La vie universitaire comporte plusieurs acteurs notamment les étudiants, les personnels administratifs et techniques, les enseignants...

Ces derniers sont divisés en plusieurs « groupes » (pour utiliser un mot neutre) notamment les maîtres de conférences et les professeurs qui, à quelques exceptions prés, accomplissent les mêmes fonctions d'enseignement et de recherche.

Alors, une question simple se pose : qui doit représenter ces enseignants d’université au sein du Conseil National du Droit? Une réponse évidente s'impose : les enseignants concernés, c'est-à-dire les maîtres de conférence et les professeurs.
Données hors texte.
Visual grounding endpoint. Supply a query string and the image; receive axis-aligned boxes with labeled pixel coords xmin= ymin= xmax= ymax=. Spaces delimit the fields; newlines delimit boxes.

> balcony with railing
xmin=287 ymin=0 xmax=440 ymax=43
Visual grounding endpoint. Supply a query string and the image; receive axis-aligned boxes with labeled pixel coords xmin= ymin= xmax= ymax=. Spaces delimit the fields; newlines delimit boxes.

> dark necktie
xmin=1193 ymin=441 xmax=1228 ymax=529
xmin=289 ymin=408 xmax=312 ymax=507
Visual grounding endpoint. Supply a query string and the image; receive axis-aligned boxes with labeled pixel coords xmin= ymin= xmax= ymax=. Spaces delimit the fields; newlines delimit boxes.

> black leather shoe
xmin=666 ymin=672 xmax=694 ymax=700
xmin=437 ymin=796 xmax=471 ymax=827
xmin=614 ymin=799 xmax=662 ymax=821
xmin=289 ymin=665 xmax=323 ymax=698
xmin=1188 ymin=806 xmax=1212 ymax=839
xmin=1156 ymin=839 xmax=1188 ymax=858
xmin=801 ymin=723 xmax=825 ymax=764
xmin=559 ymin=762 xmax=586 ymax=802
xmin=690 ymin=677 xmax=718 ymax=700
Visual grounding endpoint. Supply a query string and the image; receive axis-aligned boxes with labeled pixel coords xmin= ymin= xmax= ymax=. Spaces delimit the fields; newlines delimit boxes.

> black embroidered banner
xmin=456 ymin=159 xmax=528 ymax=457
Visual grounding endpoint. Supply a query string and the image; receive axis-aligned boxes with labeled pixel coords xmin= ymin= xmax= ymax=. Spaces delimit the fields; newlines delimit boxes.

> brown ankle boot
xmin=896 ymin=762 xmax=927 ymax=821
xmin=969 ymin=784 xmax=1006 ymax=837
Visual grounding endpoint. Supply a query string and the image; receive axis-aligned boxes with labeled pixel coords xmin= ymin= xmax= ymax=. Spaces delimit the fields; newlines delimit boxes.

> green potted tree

De grands chantiers sont en cours à l'université et ce n'est qu'unis que les acteurs de la vie universitaire peuvent construire une université française telle qu'ils la souhaitent. Est-ce le moment pour se diviser? Il ne se passe pas un jour sans que chacun se rende compte de la perte d'influence de l'université et des « facultés de droit »

Outre la question de l'autonomie des universités, celle de la réforme des recrutements (concours de MCF et de PR), l'insertion professionnelle de nos étudiants, la difficulté de faire fonctionner les Master 2 recherche, la concurrence des écoles de commerce... sont autant de défis qui nous attendent. Alors, ne nous laissons pas égarer : il convient de rester ensemble et non de se diviser.

Mon avis est que la création du CND part d’un constat indiscutable. Les questions évoquées dès la séance inaugurale le prouve. Encore faut-il éviter de diviser les universitaires pour les rapprocher des professionnels du droit.

La prochaine séance est prévue le 5 octobre 2007 de 10h à 13h à la Cour de cassation et je formule le vœu que des Maîtres de conférence y soient conviés, pour assurer cette « diversité » recherchée.

08.06.2007

Ministre et blogueur?

Ce petit billet très rapide pour expliquer pourquoi mon blog est en veille depuis quelques jours.
C'est la faute de :
- l'animation de séminaires, formations...
- une préparation de colloques
- quelques écrits publiés ou en cours
- une direction de diplômes
- des corrections de copies
- et surtout une nouvelle responsabilité de vice président de la commission de spécialistes de droit privé, plus spécialement chargé de l'animation de la section. Cette dernière responsabilité a pour effet de nombreuses rencontres avec des collègues et des réunions, la répartition des cours...

Avec tout cela, est-ce possible d'animer un blog de manière permanente? Bien sûr que oui, je vous rassure.
Ce nouveau blog va bientôt reprendre son rythme de croisière car je n'ai pas un emploi du temps de ministre

Justement, certains ministres sont blogueurs, à commencer par le premier d'entre eux, F. FILLON, mais aussi V. PECRESSE, C. BOUTIN, M. ALLIOT-MARIE, J-L BORLOO, X. DARKOS, A. JUPPE, E. WOERTH... Certains de ces blogs sont très actifs comme celui de M.ALLIOT-MARIE ou du minsitre de l'enseignement supérieur, V. PECRESSE.

Je pose donc la question : un ministre peut-il être blogueur? Doit-il l'être? J'ai ma petite idée mais j'attends vos réactions. A quant les présidents d'université ou les recteurs blogueurs?